Lahore (Web Desk) Farooq Azam writes in his blog that Gangubai Kathiawari’s advertising campaign was not a surprise. Nowadays, such a campaign is organized with the same care as the production of a film. On the contrary, it often seems that if the same hard work had been done on the film, the results would have been more encouraging.
The film, which hit cinemas on February 25, has become part of the 100 crore club in just 13 days. The main character Alia Bhatt and producer-director Sanjay Leela Bhansali are happy to see this success. Let’s see where this journey goes. The story of Gangobai Kathiawari revolves around the young Ganga. Ganga, who dreams of becoming an actress in Bombay, is auctioned off to prostitutes for just Rs 1,000. The story of Gangu, who made her mark in the red light area by becoming the sister of ‘Bai’ and underworld don Kareem Lala from an ordinary sex worker, contained all the material that is considered essential for any ‘spice film’. Despite being impressed by Alia’s performance in ‘Highway’, I was in no hurry to see Gangubai Kathiawari. Instead of a sensitive director like Imtiaz Ali, Sanjay Leela Bhansali was in charge of the film. Clich قسم-type dialogues like ‘abuses love but also abuses love’ were inside the film, but first it is necessary to mention the dialogue that took place between Bhansali and Alia Bhatt during the marketing of the film and The reason for us to see Gangobai. He says,
“This film is important for Indian cinema because it has given performances that I think will be remembered for the next fifty, hundred years. It has hit Nargis in Mother India, Seema Biswas in Bandit Queen and Meena Kumari in Sahib Bibi. This is the fourth performance I will mention in the same category. Here, a girl is carrying the burden of the whole film on her shoulder. ” If performance refers to the importance of Ganguly in ‘Feminist Discourse’, then why go so far? Any film like Vidya Balan’s Dirty Picture, Kahani and Kangana Ranaut’s Queen etc. released in the last decade could have been mentioned. But how does this give the impression that naming Meena Kumari and Nargis can be effective in a publicity campaign? Although ‘the burden of the whole film was carried by a girl on her shoulder’, it was a bundle of rubbish whose parts could not fit together. Each part had its own knock and in that noise the ‘lower sound’ which was supposed to be the beating of moviegoers was lost somewhere. In the tradition of Indian cinema, the lower voice has a deep connection with the songs of the film, but what can be done? The composer of Gangubai was also Sanjay Leela Bhansali himself. If the locale of the film is Bombay sixty or seventy years ago today, then the first thought that comes to mind is that whatever the film is, the music will be incomparable. Despite such a wide scope, the music of the film is very vain. It was not difficult for Bhansali to get the services of any musician, but becoming a filmmaker is an addiction.
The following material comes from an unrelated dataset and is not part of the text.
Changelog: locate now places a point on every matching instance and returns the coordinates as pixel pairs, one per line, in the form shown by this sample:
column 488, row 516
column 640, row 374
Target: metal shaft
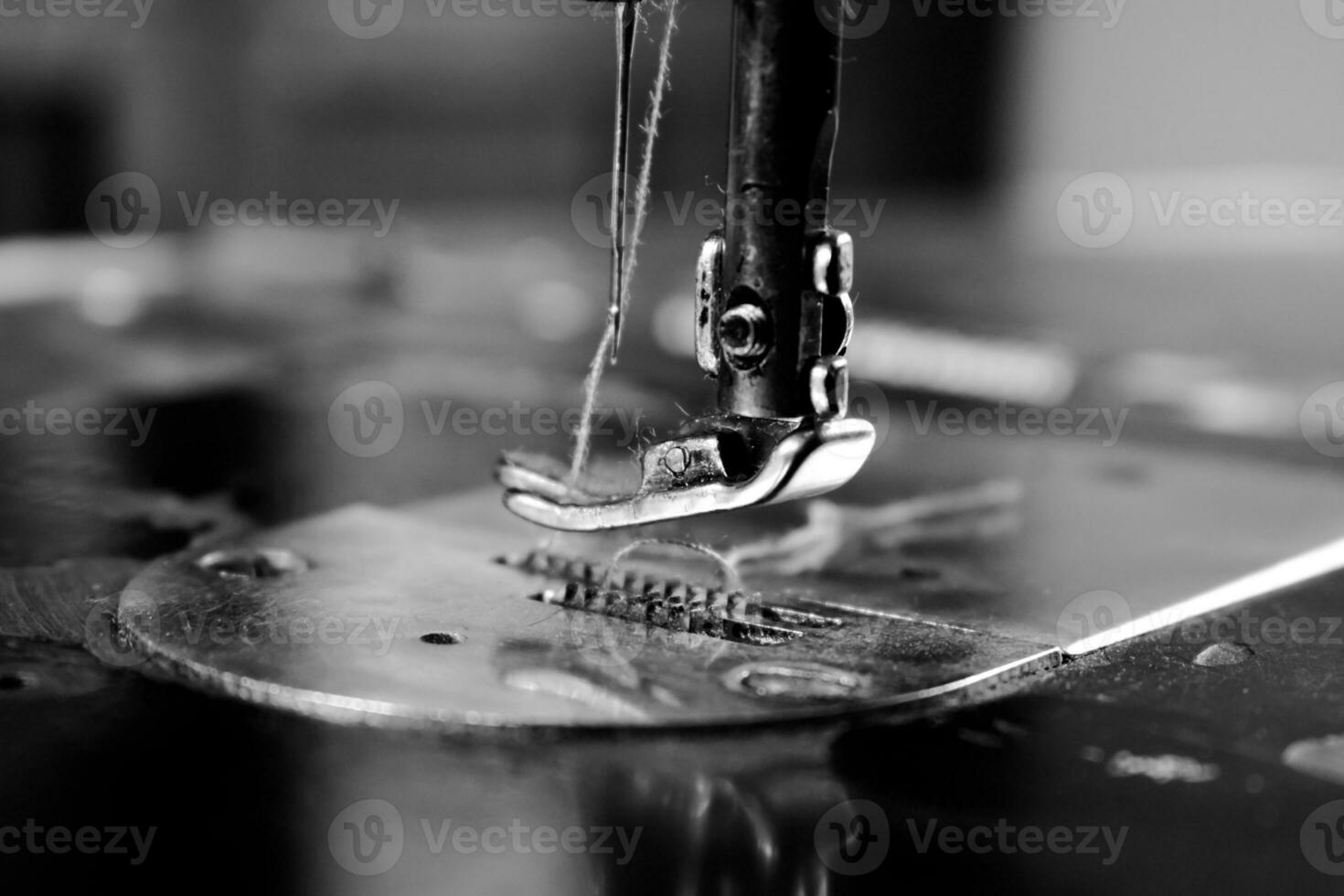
column 781, row 136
All the critics who praised the film as a whole could not help but question the substandard music.
Playing the role of younger daughter-in-law in Sahib Bibi and Ghulam, Meena Kumari not only portrayed the sorrow of an Indian woman but also embodied her. The grief of her husband’s unconditional slavery who seeks to burn the flames of rebellion to ashes. Sixty years after the release of the flame film, this flame was also felt in 2018 when the Indian Supreme Court lifted the colonial law of declaring the husband the owner of his wife and threw it in the trash. Does Gangubai Kathiawari have such a possibility in ‘Feminist Discourse’? If not, then why fifty, one hundred years later? Forget the far-reaching social effects of Sahib Bibi and Ghulam and consider only Meena Kumari’s acting and Alia Bhatt’s ‘performances’. The role of the youngest daughter-in-law in terms of high acting is a milestone not only in Tragedy Queen’s own career but also in the history of Indian cinema. Alia Bhatt’s ‘Performance’ in Gangubai Kathiawari is not even a tenth of her own performance on the highway. In one scene, Bai wakes up Gangu at four in the morning when a new customer arrives. Exactly the same scene in Gulzar’s season (1975). A comparison of these two scenes reveals the difference between Gulzar and Bhansali, not Sharmila Tagore and Alia Bhatt. Gangu does not leave Kamathipura in the hope that his beloved may return.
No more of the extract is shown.